You find the ideal home online. You look through all the beautiful pictures, just the right number of rooms, the schools are perfect for the children, the seller has done all the right upgrades and the price is right. This is the perfect home for you!  You reach out to your agent but no one answers. You leave a voicemail and send a text message. Still no response. So what do you do?

You decide to call another agent to set up a preview of  the property…in fact, you can see it that same day…but the first thing the new agent asks you is:

“Are You Currently Working with Another Agent?”

If that question has stumped you before, let me try and explain why that question is often the first one that comes up in the conversation.

I really wanted to make this blogpost as simple as possible, but these are really, really important things that should be done up front and will make for a good, peaceful, and long-term business relationship for all.

First and foremost, Real Estate agents try to adhere to the National Association of Realtors’ Code of Ethics.  Basically, this is a set of duties and responsibilities the agent has with the client, and some important do’s and don’ts describing the conduct and relationship of the agent with the general public.

But things get cloudy very quickly when the potential client needs help and decides to work with any Real Estate agent they can find to help them out.  More times than not, the potential client does not understand the process well enough to know how things should work.

Whose fault is that? Right…you guessed it.

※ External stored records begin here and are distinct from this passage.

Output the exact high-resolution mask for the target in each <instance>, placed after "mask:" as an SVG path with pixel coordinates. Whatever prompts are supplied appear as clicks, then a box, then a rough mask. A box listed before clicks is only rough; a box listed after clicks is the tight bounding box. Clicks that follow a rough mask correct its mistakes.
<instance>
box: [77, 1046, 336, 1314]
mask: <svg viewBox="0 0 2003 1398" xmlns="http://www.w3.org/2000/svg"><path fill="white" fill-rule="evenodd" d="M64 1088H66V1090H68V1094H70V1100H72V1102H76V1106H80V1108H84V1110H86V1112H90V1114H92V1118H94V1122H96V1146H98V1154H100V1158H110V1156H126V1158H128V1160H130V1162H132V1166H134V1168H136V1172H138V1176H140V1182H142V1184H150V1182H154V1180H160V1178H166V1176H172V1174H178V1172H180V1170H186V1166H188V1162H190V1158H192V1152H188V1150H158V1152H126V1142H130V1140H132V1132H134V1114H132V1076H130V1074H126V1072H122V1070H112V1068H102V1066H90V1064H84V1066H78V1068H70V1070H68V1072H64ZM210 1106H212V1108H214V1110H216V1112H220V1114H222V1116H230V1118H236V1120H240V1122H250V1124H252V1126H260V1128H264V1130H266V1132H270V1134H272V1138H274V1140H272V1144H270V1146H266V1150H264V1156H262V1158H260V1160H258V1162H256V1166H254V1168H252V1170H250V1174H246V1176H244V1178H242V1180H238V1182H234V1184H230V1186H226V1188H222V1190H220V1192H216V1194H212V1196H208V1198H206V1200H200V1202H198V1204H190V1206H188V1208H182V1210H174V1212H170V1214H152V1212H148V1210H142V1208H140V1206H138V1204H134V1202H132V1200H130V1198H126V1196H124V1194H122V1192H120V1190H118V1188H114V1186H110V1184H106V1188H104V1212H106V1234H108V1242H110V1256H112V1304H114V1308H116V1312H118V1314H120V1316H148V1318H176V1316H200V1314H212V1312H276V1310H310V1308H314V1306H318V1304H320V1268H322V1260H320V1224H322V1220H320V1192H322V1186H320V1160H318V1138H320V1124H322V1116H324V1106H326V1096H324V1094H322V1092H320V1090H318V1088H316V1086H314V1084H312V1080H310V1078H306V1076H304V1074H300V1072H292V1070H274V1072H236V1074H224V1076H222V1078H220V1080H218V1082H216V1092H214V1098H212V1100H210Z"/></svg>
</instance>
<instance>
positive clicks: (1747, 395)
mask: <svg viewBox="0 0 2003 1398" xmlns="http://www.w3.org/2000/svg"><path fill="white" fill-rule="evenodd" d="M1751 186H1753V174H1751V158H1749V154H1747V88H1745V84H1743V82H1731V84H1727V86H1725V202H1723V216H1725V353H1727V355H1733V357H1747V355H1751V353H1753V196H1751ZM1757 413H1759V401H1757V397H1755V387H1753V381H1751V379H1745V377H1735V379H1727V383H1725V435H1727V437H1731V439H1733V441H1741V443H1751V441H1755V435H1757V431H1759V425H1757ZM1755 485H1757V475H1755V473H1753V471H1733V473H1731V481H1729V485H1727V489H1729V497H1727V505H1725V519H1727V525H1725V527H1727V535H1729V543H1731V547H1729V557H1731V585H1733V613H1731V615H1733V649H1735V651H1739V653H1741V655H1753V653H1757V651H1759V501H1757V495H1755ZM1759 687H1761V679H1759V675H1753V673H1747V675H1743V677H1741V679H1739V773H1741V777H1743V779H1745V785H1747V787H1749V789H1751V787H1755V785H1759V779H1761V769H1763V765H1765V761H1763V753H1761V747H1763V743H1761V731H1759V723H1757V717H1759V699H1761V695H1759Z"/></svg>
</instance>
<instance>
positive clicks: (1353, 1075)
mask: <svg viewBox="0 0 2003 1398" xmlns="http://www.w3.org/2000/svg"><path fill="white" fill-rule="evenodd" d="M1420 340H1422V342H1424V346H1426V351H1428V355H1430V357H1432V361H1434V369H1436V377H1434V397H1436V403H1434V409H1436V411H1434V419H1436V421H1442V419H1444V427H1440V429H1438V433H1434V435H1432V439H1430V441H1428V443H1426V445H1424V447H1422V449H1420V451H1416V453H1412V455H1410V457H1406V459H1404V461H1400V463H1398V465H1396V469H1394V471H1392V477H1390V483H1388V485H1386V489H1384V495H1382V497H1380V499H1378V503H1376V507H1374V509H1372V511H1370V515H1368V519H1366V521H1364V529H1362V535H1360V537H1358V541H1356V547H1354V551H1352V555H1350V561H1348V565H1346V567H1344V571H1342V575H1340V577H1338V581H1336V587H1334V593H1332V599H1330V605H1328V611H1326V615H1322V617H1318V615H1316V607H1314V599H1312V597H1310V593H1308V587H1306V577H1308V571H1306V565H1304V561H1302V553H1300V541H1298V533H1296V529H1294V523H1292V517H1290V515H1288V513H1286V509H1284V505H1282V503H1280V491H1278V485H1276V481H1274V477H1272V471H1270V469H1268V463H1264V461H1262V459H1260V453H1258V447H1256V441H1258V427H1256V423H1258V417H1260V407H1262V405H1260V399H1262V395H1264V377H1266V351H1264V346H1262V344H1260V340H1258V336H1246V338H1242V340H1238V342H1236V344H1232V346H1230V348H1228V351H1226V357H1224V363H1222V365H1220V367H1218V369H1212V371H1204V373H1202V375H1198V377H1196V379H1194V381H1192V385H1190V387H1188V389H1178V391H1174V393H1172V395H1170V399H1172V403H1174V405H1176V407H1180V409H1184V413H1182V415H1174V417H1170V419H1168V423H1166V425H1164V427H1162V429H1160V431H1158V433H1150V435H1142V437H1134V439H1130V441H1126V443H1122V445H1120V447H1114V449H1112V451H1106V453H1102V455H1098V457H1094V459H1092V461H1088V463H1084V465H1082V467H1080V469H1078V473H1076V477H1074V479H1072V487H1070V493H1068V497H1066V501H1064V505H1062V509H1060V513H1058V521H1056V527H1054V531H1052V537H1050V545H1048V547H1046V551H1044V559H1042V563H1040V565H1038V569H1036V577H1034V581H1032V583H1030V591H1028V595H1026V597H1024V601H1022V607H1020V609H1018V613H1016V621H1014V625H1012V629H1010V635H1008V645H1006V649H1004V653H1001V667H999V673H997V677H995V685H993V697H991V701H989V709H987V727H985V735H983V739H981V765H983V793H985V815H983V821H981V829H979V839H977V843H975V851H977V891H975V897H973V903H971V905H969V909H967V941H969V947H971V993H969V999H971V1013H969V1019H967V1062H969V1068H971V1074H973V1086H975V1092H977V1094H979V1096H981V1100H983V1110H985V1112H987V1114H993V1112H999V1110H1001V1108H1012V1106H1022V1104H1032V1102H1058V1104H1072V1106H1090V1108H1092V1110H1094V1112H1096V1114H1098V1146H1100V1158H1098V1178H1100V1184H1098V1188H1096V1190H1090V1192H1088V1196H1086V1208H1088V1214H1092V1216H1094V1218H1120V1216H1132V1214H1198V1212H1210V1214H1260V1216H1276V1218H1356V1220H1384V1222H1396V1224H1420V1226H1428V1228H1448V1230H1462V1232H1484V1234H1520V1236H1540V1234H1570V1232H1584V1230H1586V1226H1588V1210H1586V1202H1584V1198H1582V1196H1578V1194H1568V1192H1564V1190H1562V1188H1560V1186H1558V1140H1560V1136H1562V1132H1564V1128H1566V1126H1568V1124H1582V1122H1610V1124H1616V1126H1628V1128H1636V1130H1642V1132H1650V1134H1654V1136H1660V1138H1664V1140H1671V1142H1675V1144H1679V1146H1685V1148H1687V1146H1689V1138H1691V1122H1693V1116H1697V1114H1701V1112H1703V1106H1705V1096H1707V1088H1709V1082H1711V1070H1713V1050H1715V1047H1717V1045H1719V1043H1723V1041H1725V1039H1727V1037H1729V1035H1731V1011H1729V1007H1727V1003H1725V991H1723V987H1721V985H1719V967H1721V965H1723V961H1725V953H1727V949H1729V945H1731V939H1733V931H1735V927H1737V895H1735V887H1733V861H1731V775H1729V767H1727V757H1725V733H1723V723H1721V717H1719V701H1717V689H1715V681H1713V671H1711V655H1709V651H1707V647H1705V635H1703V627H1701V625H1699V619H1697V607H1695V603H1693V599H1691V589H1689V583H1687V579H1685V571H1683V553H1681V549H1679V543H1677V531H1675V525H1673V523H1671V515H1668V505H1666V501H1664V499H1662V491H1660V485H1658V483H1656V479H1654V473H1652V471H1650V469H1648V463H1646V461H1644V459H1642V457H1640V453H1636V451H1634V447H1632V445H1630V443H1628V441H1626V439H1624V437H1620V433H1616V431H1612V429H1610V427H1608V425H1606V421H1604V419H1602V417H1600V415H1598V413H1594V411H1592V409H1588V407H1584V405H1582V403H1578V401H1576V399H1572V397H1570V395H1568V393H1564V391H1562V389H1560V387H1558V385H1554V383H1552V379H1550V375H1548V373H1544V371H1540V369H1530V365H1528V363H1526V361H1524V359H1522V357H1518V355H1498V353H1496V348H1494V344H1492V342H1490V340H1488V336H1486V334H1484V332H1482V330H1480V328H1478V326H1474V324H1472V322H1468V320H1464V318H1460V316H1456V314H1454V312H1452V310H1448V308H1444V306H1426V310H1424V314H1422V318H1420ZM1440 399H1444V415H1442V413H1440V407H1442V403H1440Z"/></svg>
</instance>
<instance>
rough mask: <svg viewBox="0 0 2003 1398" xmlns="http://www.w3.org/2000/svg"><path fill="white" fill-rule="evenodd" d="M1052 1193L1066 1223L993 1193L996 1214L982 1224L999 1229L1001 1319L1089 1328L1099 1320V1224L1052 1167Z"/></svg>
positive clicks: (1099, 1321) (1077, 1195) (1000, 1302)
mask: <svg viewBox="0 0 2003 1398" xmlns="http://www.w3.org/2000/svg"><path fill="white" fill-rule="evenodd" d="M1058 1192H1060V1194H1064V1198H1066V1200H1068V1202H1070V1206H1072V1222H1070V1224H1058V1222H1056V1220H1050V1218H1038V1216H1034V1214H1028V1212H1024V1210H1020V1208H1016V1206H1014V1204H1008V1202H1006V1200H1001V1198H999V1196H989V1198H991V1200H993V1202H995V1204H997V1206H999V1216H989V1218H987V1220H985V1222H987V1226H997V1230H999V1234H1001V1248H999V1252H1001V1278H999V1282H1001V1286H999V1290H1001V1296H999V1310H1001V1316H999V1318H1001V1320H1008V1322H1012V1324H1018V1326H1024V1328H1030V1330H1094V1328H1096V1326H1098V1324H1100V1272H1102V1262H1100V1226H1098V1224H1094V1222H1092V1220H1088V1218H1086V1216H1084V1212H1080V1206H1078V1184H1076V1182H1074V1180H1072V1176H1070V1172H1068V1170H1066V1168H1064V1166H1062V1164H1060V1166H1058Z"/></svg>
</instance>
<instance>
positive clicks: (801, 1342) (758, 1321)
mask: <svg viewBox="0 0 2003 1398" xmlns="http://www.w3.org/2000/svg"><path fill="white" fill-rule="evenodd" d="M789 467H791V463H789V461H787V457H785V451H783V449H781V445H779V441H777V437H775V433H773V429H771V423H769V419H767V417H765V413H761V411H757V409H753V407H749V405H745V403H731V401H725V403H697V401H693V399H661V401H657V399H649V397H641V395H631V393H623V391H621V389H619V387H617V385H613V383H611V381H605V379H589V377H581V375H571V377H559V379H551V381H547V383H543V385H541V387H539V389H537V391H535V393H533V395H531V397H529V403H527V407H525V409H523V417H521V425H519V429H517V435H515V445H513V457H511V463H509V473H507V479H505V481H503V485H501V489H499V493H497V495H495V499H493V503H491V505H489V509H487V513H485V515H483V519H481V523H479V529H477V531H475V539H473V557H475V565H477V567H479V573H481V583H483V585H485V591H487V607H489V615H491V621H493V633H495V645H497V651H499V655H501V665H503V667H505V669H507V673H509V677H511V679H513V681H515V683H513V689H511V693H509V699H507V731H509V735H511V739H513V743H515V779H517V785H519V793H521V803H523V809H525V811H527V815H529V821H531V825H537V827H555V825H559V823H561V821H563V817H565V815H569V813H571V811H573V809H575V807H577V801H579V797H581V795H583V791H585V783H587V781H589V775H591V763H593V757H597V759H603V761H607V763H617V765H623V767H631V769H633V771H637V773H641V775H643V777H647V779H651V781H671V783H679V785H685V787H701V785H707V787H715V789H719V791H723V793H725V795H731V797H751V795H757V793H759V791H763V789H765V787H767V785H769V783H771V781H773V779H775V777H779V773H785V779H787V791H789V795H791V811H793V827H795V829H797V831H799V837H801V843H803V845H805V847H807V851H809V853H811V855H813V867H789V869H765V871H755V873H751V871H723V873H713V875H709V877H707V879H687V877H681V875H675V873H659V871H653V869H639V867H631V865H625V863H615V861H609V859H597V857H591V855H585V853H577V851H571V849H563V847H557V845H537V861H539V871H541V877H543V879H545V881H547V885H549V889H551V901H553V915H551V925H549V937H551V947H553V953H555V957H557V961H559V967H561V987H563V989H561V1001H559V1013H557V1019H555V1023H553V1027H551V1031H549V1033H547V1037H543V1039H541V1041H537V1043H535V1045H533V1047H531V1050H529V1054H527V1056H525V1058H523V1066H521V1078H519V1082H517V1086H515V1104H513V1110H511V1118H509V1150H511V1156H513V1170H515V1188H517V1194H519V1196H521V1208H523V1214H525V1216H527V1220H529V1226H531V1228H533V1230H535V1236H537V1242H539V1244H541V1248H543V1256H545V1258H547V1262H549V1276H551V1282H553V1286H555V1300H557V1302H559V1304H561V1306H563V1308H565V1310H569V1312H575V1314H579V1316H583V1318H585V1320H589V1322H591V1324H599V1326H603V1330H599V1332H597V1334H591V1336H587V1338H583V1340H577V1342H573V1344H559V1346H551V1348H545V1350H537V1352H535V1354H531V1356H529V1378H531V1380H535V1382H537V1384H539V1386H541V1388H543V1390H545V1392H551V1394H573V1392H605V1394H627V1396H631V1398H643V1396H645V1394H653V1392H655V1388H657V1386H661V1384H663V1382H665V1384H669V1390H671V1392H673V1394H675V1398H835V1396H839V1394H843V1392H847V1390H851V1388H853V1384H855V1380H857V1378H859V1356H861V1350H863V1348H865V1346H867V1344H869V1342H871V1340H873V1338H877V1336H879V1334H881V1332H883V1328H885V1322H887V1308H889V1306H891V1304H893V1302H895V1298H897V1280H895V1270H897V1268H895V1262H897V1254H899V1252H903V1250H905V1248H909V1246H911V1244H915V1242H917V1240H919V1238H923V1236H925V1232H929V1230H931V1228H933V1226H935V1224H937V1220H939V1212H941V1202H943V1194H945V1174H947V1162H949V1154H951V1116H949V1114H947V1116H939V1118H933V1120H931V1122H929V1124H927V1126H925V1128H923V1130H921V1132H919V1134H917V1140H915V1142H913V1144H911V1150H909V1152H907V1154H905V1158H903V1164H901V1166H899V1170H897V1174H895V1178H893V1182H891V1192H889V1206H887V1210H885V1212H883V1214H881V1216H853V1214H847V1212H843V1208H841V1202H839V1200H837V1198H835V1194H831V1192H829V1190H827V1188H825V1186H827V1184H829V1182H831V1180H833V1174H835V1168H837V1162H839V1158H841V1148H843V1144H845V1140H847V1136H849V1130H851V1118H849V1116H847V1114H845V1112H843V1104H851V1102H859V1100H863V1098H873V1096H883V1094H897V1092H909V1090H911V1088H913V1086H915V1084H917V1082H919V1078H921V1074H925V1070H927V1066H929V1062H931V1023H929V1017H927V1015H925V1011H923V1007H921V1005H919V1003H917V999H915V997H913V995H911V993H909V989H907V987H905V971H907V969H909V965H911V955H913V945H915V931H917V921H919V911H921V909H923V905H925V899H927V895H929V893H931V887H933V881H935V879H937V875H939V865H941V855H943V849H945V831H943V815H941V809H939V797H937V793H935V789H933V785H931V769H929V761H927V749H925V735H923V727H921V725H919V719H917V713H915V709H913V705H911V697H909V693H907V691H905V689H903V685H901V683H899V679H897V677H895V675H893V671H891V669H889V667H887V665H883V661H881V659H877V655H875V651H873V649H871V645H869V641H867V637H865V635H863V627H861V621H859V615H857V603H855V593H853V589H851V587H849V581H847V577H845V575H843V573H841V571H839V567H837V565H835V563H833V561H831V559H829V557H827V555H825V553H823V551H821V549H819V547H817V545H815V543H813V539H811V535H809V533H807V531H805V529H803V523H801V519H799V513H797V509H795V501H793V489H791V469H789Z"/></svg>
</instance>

Best practice for the Real Estate agent: when an agent and potential client agree to work together, the agent should explain as fully as possible the ‘agency relationship’. This includes things like:

  • what the agents’ primary role is and their duty to the client (agency relationship)
  • how the showing process works and why
  • how to contact the agent when you want to preview homes

After having that conversation and if the potential client agrees, confirm in writing that they reasonably understand the relationship and agreement.  There is a form for that, but it is rarely used because people are fearful of signing anything that looks like you need a lawyer to interpret (I am not a lawyer nor do I pretend to be one online or otherwise) and agents are afraid they will loose a potential client and thus a potential sale.  And so it becomes a relationship based on trust. However, it doesn’t always work out that way.

Another, very important reason Real Estate agents ask this question up front is because of a legal term called ‘procuring cause‘.  Simply spoken, there needs to be clear evidence of all the parties involved in the transaction from ‘start to finish’ to eliminate any disputes about who gets paid at the end of the potential transaction.  There are numerous references that explain ‘procuring cause’, so go look them up.

Best advice…if you are working with another agent, continue to do so. Most times it’s not urgent, and may not be possible to see the property that same day. Mention up front that you are working with another agent and let the agent decide what might be the next best thing to do.

If your primary agent has advised you who to contact in their absence, give them a call.

If on the other-hand, you are not happy with your current agent, you might want to inform them and work out that issue with them.